Questa incapacità nel riuscire ad anticipare la diffusione del virus e nel ritrovarsi a rincorrerlo è ancora più evidente nel prossimo grafico. Qui oltre ai tamponi giornalieri mostriamo l’andamento del numero di ospedalizzati, pazienti in terapia intensiva, decessi e guariti per le due regioni. Risulta evidente non solo quanto i numeri di test effettuati in Lombardia sia inadeguato, ma anche come dalla fine di marzo il sistema sanitario lombardo sia entrato in crisi raggiungendo il suo livello di saturazione.

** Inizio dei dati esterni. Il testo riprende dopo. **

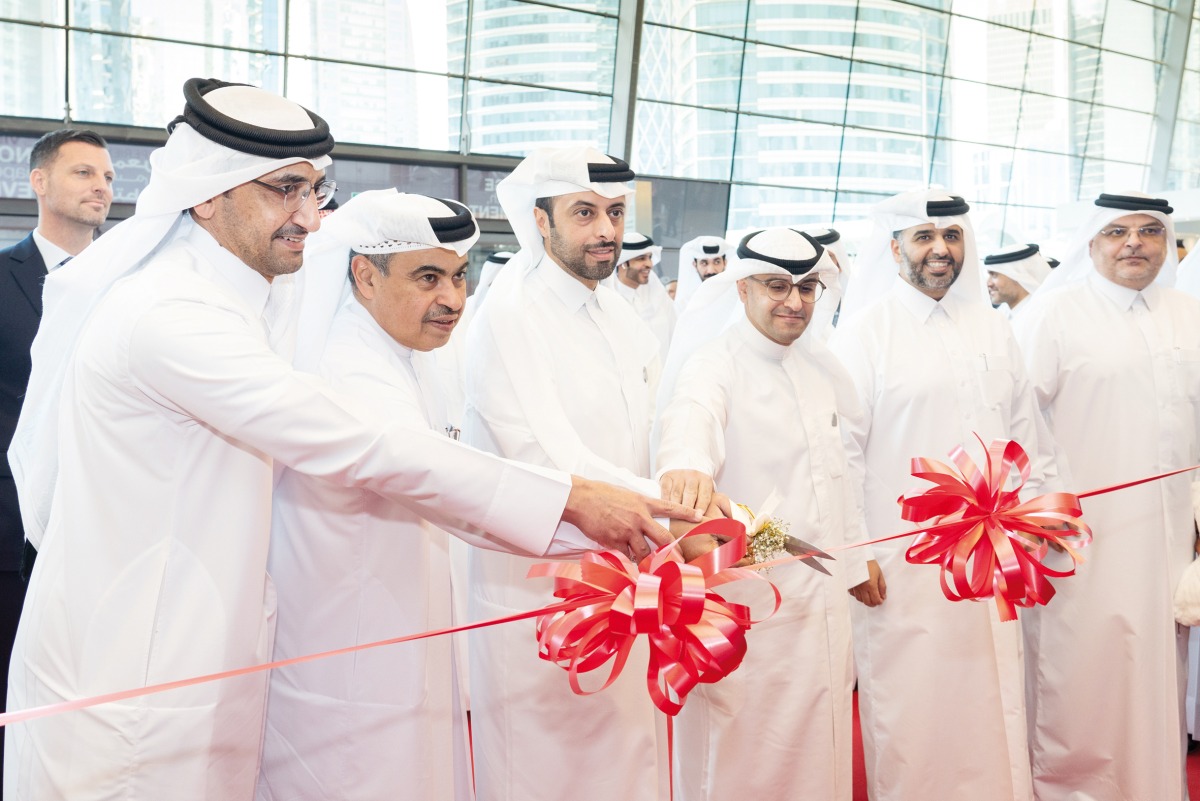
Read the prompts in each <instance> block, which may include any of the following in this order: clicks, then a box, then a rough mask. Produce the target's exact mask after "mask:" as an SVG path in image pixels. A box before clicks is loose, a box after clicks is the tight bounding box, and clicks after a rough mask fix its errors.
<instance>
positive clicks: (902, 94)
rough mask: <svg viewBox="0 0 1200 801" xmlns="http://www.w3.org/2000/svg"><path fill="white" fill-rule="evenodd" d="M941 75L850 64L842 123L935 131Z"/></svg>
mask: <svg viewBox="0 0 1200 801" xmlns="http://www.w3.org/2000/svg"><path fill="white" fill-rule="evenodd" d="M941 85H942V78H941V76H926V74H924V73H920V72H910V71H907V70H898V68H895V67H880V66H875V65H870V64H854V65H852V67H851V72H850V97H848V104H847V108H846V124H847V125H860V126H864V127H870V128H884V130H888V131H902V132H906V133H928V134H932V133H934V132H935V131H936V130H937V125H936V119H937V112H938V101H940V94H941V92H940V89H941Z"/></svg>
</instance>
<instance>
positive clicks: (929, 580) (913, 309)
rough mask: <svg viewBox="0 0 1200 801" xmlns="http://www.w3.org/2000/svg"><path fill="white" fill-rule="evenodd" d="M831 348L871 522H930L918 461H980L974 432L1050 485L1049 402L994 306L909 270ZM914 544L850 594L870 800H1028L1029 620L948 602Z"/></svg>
mask: <svg viewBox="0 0 1200 801" xmlns="http://www.w3.org/2000/svg"><path fill="white" fill-rule="evenodd" d="M830 347H832V348H833V350H834V353H836V354H838V355H839V356H840V357H841V360H842V362H844V365H845V366H846V369H847V371H848V372H850V374H851V377H852V378H853V379H854V383H856V385H857V386H858V391H859V396H860V398H862V401H863V403H864V405H865V406H866V414H865V415H864V418H863V424H862V426H853V424H851V423H848V422H847V428H848V429H850V430H851V434H852V440H853V441H854V445H856V446H857V448H856V446H852V447H851V464H852V475H853V476H856V480H862V481H864V482H865V483H864V490H863V492H864V499H865V508H866V525H868V530H869V532H870V536H872V537H880V536H886V535H892V534H899V532H901V531H905V530H906V529H913V528H917V526H916V525H914V524H912V523H907V522H904V520H901V519H900V507H899V505H898V504H896V499H898V498H899V496H900V495H901V494H904V493H905V492H907V490H910V489H917V488H922V484H923V483H925V482H922V481H919V480H917V478H913V477H912V475H911V474H910V462H911V459H912V458H913V457H918V456H923V457H930V458H935V459H938V460H943V462H948V460H949V456H948V454H949V452H950V450H952V448H954V447H955V446H958V445H965V446H966V448H967V451H968V452H970V453H971V454H972V457H973V458H974V459H976V463H977V464H982V459H983V452H982V451H980V448H979V445H978V442H976V439H974V434H976V433H978V434H979V436H982V438H983V441H984V442H985V444H990V442H991V440H992V439H994V438H1008V439H1014V440H1016V441H1018V442H1020V444H1021V445H1022V446H1025V448H1026V451H1028V453H1030V456H1031V459H1033V460H1034V468H1033V478H1034V480H1033V481H1032V482H1031V486H1030V488H1028V490H1030V493H1037V492H1038V478H1039V477H1040V475H1042V474H1043V471H1044V470H1045V469H1046V466H1048V462H1049V460H1048V459H1046V458H1045V454H1044V453H1043V454H1040V456H1039V452H1038V451H1037V447H1038V445H1039V442H1038V436H1037V415H1038V412H1037V405H1036V403H1034V399H1033V395H1032V391H1031V389H1030V385H1028V381H1027V380H1026V378H1025V371H1024V368H1022V365H1021V357H1020V354H1019V351H1018V348H1016V343H1015V341H1014V339H1013V336H1012V332H1010V330H1009V327H1008V324H1007V321H1006V320H1004V319H1003V318H1002V317H1001V315H1000V314H996V313H995V311H994V309H991V308H990V307H989V306H986V305H985V303H979V302H972V301H970V300H965V299H959V297H956V296H954V294H953V293H952V294H949V295H947V296H946V297H944V299H943V300H942V301H941V302H936V301H934V300H932V299H930V297H928V296H925V295H924V294H922V293H919V291H918V290H916V289H914V288H912V287H911V285H908V284H907V283H905V282H904V281H902V279H900V278H899V277H898V278H896V279H895V283H894V284H893V287H892V289H890V290H889V291H888V293H887V294H886V295H884V296H883V297H882V299H881V300H880V301H877V302H876V303H874V305H871V306H870V307H868V308H865V309H863V311H862V312H860V313H859V314H857V315H854V317H853V318H851V319H850V320H846V321H844V323H842V324H841V325H839V327H838V330H836V331H835V333H834V337H833V339H832V343H830ZM1043 440H1044V438H1043ZM1042 446H1045V442H1044V441H1043V442H1042ZM856 450H857V452H856ZM926 486H928V484H926ZM910 542H911V541H908V540H895V541H892V542H887V543H882V544H877V546H875V547H874V548H872V553H874V556H872V558H874V559H876V560H878V564H880V567H881V570H882V571H883V578H884V582H886V583H887V592H888V597H887V601H884V602H883V603H882V604H881V606H878V607H875V608H868V607H865V606H863V604H860V603H857V602H856V603H854V604H852V607H851V609H852V616H853V620H854V660H856V666H857V668H858V676H859V679H858V700H859V711H860V715H862V728H863V747H864V752H865V757H866V776H868V783H869V787H870V790H871V797H872V801H893V800H894V801H908V800H911V799H971V800H972V801H985V800H988V799H995V800H996V801H1001V800H1002V801H1013V800H1014V799H1018V800H1022V799H1030V797H1031V789H1030V766H1028V753H1027V748H1026V729H1025V698H1024V676H1022V663H1021V627H1020V624H1019V622H1015V621H1014V622H1001V621H1000V619H998V615H997V612H996V608H995V604H994V602H991V601H986V602H980V603H972V602H960V603H953V602H950V601H948V600H947V598H946V597H944V596H943V595H942V590H941V586H940V584H938V577H937V567H936V566H929V565H910V564H907V562H906V561H905V550H906V549H907V547H908V544H910Z"/></svg>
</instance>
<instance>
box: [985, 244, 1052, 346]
mask: <svg viewBox="0 0 1200 801" xmlns="http://www.w3.org/2000/svg"><path fill="white" fill-rule="evenodd" d="M1040 251H1042V248H1039V247H1038V246H1037V245H1032V243H1031V245H1009V246H1008V247H1004V248H1001V249H1000V251H996V252H995V253H991V254H989V255H986V257H984V260H983V266H984V269H985V270H986V271H988V300H990V301H991V305H992V306H995V307H997V308H998V309H1000V311H1001V312H1002V313H1003V314H1004V315H1006V317H1007V318H1008V321H1009V323H1012V324H1013V325H1014V326H1015V325H1016V321H1018V319H1019V315H1020V314H1021V313H1024V312H1025V309H1026V308H1028V305H1027V303H1025V301H1026V300H1027V299H1028V296H1030V294H1031V293H1033V291H1036V290H1037V288H1038V287H1040V285H1042V282H1043V281H1045V279H1046V277H1048V276H1049V275H1050V263H1049V261H1046V259H1045V257H1044V255H1042V252H1040Z"/></svg>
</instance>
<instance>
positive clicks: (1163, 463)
mask: <svg viewBox="0 0 1200 801" xmlns="http://www.w3.org/2000/svg"><path fill="white" fill-rule="evenodd" d="M1096 206H1097V209H1096V212H1094V213H1093V215H1092V217H1091V218H1090V219H1088V221H1087V222H1086V223H1085V224H1084V225H1082V227H1081V229H1080V230H1079V233H1078V234H1076V236H1075V242H1074V246H1073V247H1072V249H1070V253H1068V255H1067V257H1066V258H1064V259H1063V264H1062V266H1060V267H1058V269H1057V270H1055V283H1058V284H1060V285H1057V287H1052V285H1051V284H1050V282H1048V283H1046V284H1045V285H1043V288H1042V289H1040V290H1039V291H1038V293H1037V294H1036V295H1034V296H1033V299H1032V300H1031V301H1026V302H1028V303H1031V308H1030V311H1028V312H1027V313H1026V319H1025V320H1024V323H1022V326H1021V327H1020V329H1019V330H1018V336H1019V337H1020V341H1021V345H1022V350H1024V353H1025V361H1026V363H1027V365H1028V372H1030V380H1031V381H1032V384H1033V389H1034V391H1036V392H1037V397H1038V403H1039V404H1040V406H1042V410H1043V412H1044V414H1045V416H1046V421H1048V422H1049V426H1050V428H1051V430H1052V433H1054V439H1055V442H1056V444H1057V446H1058V459H1057V462H1058V469H1060V474H1061V481H1062V484H1063V488H1064V489H1067V490H1070V492H1076V493H1079V492H1085V490H1088V489H1098V488H1100V487H1104V486H1109V484H1115V483H1121V482H1124V481H1130V480H1134V478H1142V477H1146V476H1151V475H1156V474H1159V472H1166V471H1169V470H1174V469H1178V468H1186V466H1189V465H1193V464H1196V463H1198V462H1200V301H1196V300H1195V299H1193V297H1189V296H1187V295H1184V294H1183V293H1181V291H1178V290H1175V289H1172V288H1171V283H1172V282H1174V272H1175V267H1176V264H1175V259H1176V255H1175V248H1174V242H1175V230H1174V224H1172V222H1171V216H1170V215H1171V207H1170V206H1169V205H1168V203H1166V200H1162V199H1156V198H1148V197H1146V195H1144V194H1140V193H1126V194H1102V195H1100V198H1099V199H1098V200H1097V201H1096ZM1058 273H1061V276H1060V275H1058ZM1060 282H1061V283H1060ZM1193 480H1194V476H1192V475H1181V476H1175V477H1171V478H1165V480H1162V481H1157V482H1153V483H1148V484H1141V486H1139V487H1132V488H1128V489H1122V490H1120V492H1117V493H1112V494H1106V495H1098V496H1094V498H1086V499H1084V501H1082V508H1084V519H1085V520H1086V522H1087V523H1088V525H1091V528H1092V534H1093V536H1094V540H1093V542H1092V544H1091V547H1090V548H1088V549H1087V552H1086V556H1087V561H1086V562H1085V564H1082V565H1080V567H1079V572H1078V574H1076V576H1074V577H1072V578H1069V579H1064V580H1061V582H1057V583H1056V585H1055V586H1056V589H1057V595H1056V596H1055V597H1054V600H1052V601H1050V603H1049V604H1048V606H1046V607H1045V608H1038V609H1031V610H1030V612H1028V613H1025V614H1024V618H1025V624H1026V626H1025V636H1026V662H1027V667H1028V698H1030V740H1031V742H1030V746H1031V754H1032V763H1033V788H1034V794H1036V796H1037V799H1039V801H1067V800H1068V799H1069V800H1070V801H1116V800H1117V799H1163V800H1178V799H1183V797H1186V795H1187V793H1186V788H1187V783H1186V777H1184V748H1186V742H1187V731H1186V727H1184V722H1183V693H1184V686H1186V679H1187V630H1186V628H1181V627H1178V626H1176V624H1175V620H1174V614H1172V603H1171V601H1172V597H1174V592H1175V586H1176V585H1177V584H1178V582H1180V577H1181V576H1182V573H1183V570H1184V568H1186V567H1187V566H1188V564H1189V562H1190V561H1192V558H1193V553H1194V544H1195V524H1194V522H1193V510H1192V501H1190V490H1189V486H1190V483H1192V481H1193ZM1030 613H1032V614H1030Z"/></svg>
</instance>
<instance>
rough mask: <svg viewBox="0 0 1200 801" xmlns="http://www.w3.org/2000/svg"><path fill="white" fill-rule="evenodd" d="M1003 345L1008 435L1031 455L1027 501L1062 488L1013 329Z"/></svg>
mask: <svg viewBox="0 0 1200 801" xmlns="http://www.w3.org/2000/svg"><path fill="white" fill-rule="evenodd" d="M1007 327H1008V325H1007V324H1006V329H1007ZM1006 347H1007V349H1008V354H1009V363H1010V365H1012V366H1013V399H1012V405H1010V409H1012V412H1010V420H1012V422H1010V432H1012V434H1010V435H1012V438H1013V439H1014V440H1016V441H1018V442H1020V444H1021V445H1022V446H1024V447H1025V451H1026V453H1028V456H1030V468H1031V469H1030V481H1028V483H1027V484H1026V486H1025V488H1024V489H1022V490H1021V498H1022V499H1024V500H1030V499H1032V498H1036V496H1037V495H1040V494H1042V493H1045V492H1056V490H1058V489H1061V487H1060V481H1058V469H1057V466H1056V462H1055V445H1054V436H1052V435H1051V433H1050V427H1049V426H1048V424H1046V421H1045V417H1043V416H1042V408H1040V405H1039V404H1038V399H1037V395H1036V392H1034V390H1033V385H1032V383H1031V381H1030V378H1028V374H1027V373H1026V369H1025V361H1024V360H1022V357H1021V349H1020V347H1019V345H1018V344H1016V339H1015V338H1014V337H1013V335H1012V332H1007V331H1006Z"/></svg>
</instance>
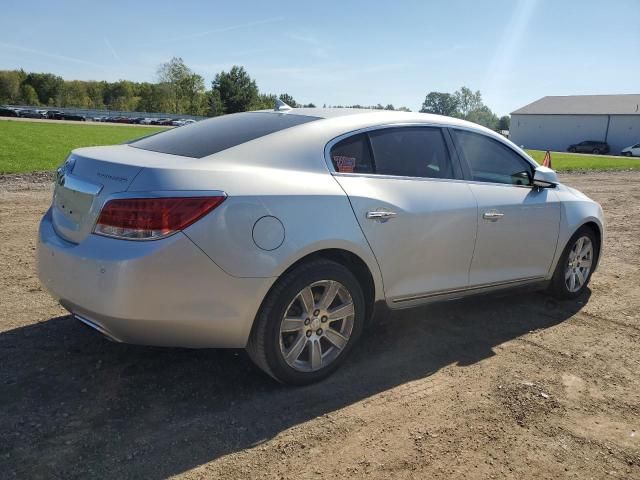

Cosa possiamo imparare da questi dati? L’Italia potrebbe migliorare la propria risposta incrementando la capacità di effettuare tamponi e, quindi, il loro numero, mantenendolo su livelli che ha mostrato di poter raggiungere in questi ultimi giorni ed evitando quindi continue ricadute come quella osservata tra l’11 e il 14 aprile. Sarebbe inoltre importante garantire su tutto il territorio nazionale un livello di controllo derivante dai tamponi ai livelli delle regioni più virtuose. Infine al miglior utilizzo dei tamponi, che fotografano la situazione attuale, andrebbe quanto prima affiancata l’implementazione di test sierologici, che permettono di vedere chi ha sviluppato anticorpi per il virus. Come sottolinea il presidente del consiglio superiore della sanità Franco Locatelli: «È fondamentale che venga scelto un unico test sierologico in tutta Italia in modo da poter incrociare i dati e compararli per fare un’analisi valida della situazione». Questo è un passaggio fondamentale per sostenere, specie in queste prime fasi, una graduale riapertura delle attività.